The secret to good finances, Serra said, is simple: “Basically, if you take in more than you pay out, you’ll be successful.”
Serra also attributes his success in business to great coaching and mentors, and he’s now mentoring young financial advisors. The relationships he’s built within the company, he said, have become an extension of his family.
This year, Serra joined the “Big Brothers & Big Sisters” program; he meets weekly with a Madison Heights high school freshman. While he’s been able to share his passion for financial education with is mentee, the education and inspiration have gone both ways.
“It’s never too early for the student to teach, and never too late for the teacher to learn,” Serra said.
Somehow creating what he calls a “53rd week” in the year, Serra puts in about 100 hours of charitable work annually with organizations like Capuchin Soup Kitchen and the Salvation Army.

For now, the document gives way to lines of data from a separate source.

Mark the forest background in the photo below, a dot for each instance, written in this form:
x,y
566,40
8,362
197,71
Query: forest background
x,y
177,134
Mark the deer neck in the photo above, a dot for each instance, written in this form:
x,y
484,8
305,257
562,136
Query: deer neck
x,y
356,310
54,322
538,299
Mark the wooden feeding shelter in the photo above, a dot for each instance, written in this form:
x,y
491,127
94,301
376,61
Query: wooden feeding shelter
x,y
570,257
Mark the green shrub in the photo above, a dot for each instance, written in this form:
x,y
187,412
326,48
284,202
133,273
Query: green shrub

It’s personally fulfilling, but also an integral part of his work with Merrill Lynch.
“The better stewards we are, the better connected we are to the community,” he said. “We are only as good as the communities we serve or empower. It’s an extension of the culture that we try to build, with collaborative relationships.”
Serra has been a Farmington Hills resident since 1992. His family is active with St. Fabian Catholic Church, and he has coached youth baseball.
“It’s just a great family environment that has been good to my two boys,” he said.